With your leg straight, lean forwards, reducing the angle between your foot and your shin, until you feel the stretch in the back of your calf muscle in the leg you have planted behind you.
Maintain the stretch for 30 to 1 minute. Do not let your heel leave the ground.
Rolling/Tissue Release
Plantar fascia soft tissue release with golf ball
Place your bare foot on a golf ball. Put some pressure through your foot and roll the golf ball backwards and forwards for approximately 1 minute.
This aids in the relaxation of the plantar fascia. Do this 2–4 times per day.
Frozen bottle rolling
Take off your footwear and place your foot on a frozen bottle of water.
Roll the bottle backwards and forwards underneath the arch of your foot. Continue rolling for 5 minutes. Repeat 2–4 times each day.
Q. Will I always be required to follow my exercise program? A. Typically, once your pain subsides, there is no ongoing necessity to maintain the daily exercises. Nevertheless, if you experience a recurrence of symptoms, it is advisable to resume your exercise regimen.
Q. Is there a possibility of my plantar fascia tearing while I’m performing my exercises?
A. There is no indication that the plantar fascia is prone to rupturing during the exercises outlined in this booklet.
Q. When will I be able to resume my sports activities?
A. The duration of getting back to your sport relies on your symptoms. We advise taking baby steps with reintroducing it again. Your conditioning may reduce during injury and convalescence, consequently, it’s central to have constant aerobic health via activities like swimming and biking. Once you can take part without any pain, that’s the time to bring your sport back into the picture.
Q. Can I continue running while I am in the rehabilitation phase?
A. Running does not appear to pose additional harm if you resume it, as there is no evidence supporting that claim.
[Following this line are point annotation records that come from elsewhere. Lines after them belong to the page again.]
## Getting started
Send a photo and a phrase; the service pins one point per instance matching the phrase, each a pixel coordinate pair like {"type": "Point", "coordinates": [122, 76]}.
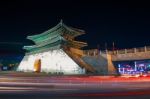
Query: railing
{"type": "Point", "coordinates": [95, 52]}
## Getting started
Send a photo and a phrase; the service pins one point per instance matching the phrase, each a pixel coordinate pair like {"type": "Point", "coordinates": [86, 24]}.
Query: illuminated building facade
{"type": "Point", "coordinates": [134, 67]}
{"type": "Point", "coordinates": [55, 51]}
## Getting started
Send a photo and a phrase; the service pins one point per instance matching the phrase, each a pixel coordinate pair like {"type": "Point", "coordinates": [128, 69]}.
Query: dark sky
{"type": "Point", "coordinates": [127, 23]}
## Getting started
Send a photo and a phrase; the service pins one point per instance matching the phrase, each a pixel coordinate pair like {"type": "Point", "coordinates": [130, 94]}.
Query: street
{"type": "Point", "coordinates": [39, 86]}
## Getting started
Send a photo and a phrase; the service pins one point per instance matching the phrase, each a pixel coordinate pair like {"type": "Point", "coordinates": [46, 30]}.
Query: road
{"type": "Point", "coordinates": [39, 86]}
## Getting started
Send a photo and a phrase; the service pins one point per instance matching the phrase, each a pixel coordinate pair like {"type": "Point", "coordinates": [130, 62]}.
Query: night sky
{"type": "Point", "coordinates": [127, 24]}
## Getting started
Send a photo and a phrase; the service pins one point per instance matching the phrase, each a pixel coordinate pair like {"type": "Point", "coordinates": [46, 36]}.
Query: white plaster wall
{"type": "Point", "coordinates": [51, 61]}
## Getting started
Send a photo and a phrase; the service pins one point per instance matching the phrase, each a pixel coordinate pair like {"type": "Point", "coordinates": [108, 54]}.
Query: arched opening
{"type": "Point", "coordinates": [37, 65]}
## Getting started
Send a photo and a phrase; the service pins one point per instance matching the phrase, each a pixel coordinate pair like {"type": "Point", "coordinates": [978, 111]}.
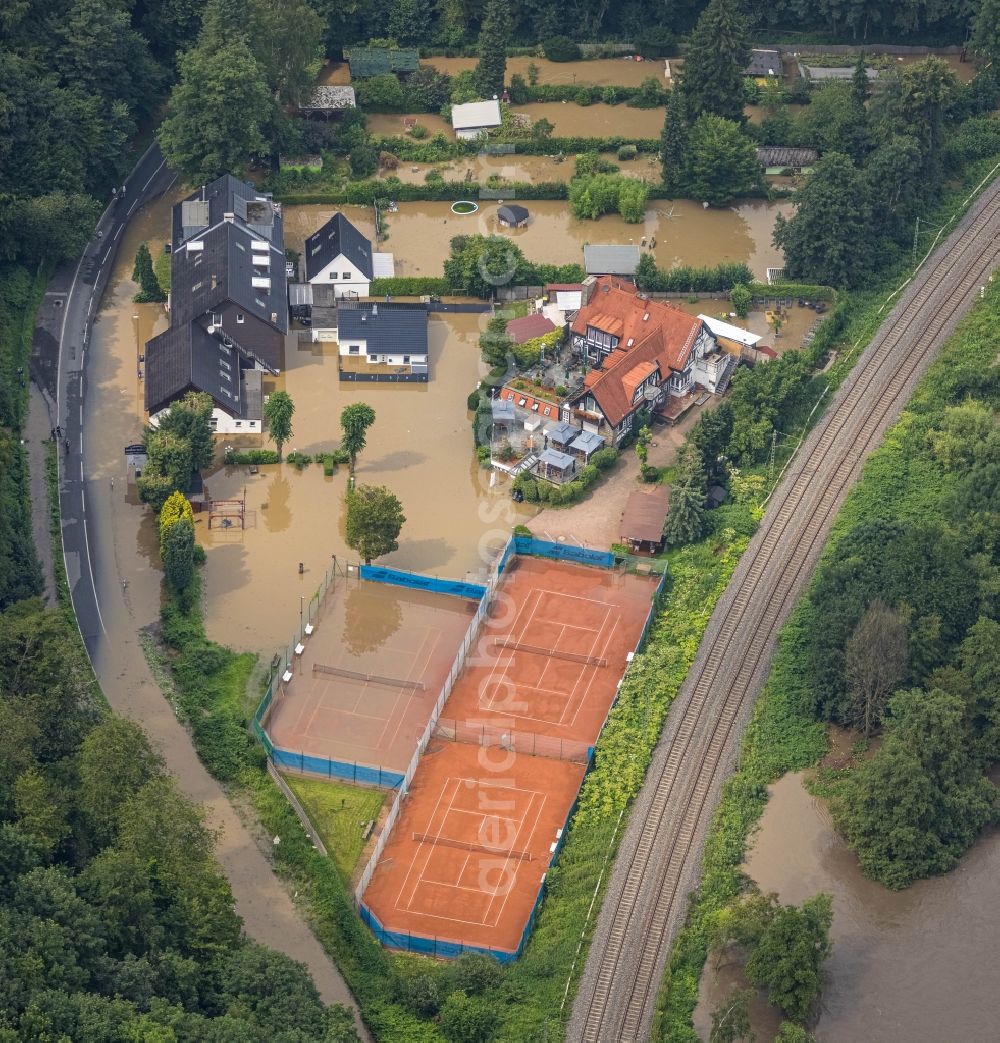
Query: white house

However, if you experience minimal discomfort, you can continue running. It’s important to note that running may prolong your rehabilitation process as it could worsen your symptoms. To maintain your fitness, you might want to consider alternative exercises like swimming or cycling.
Q. Is there a surgical solution available for plantar fasciitis? A. Surgical intervention is typically considered as a last resort when all other treatments have been ineffective. Even in such cases, there is no guarantee that surgery will alleviate your symptoms.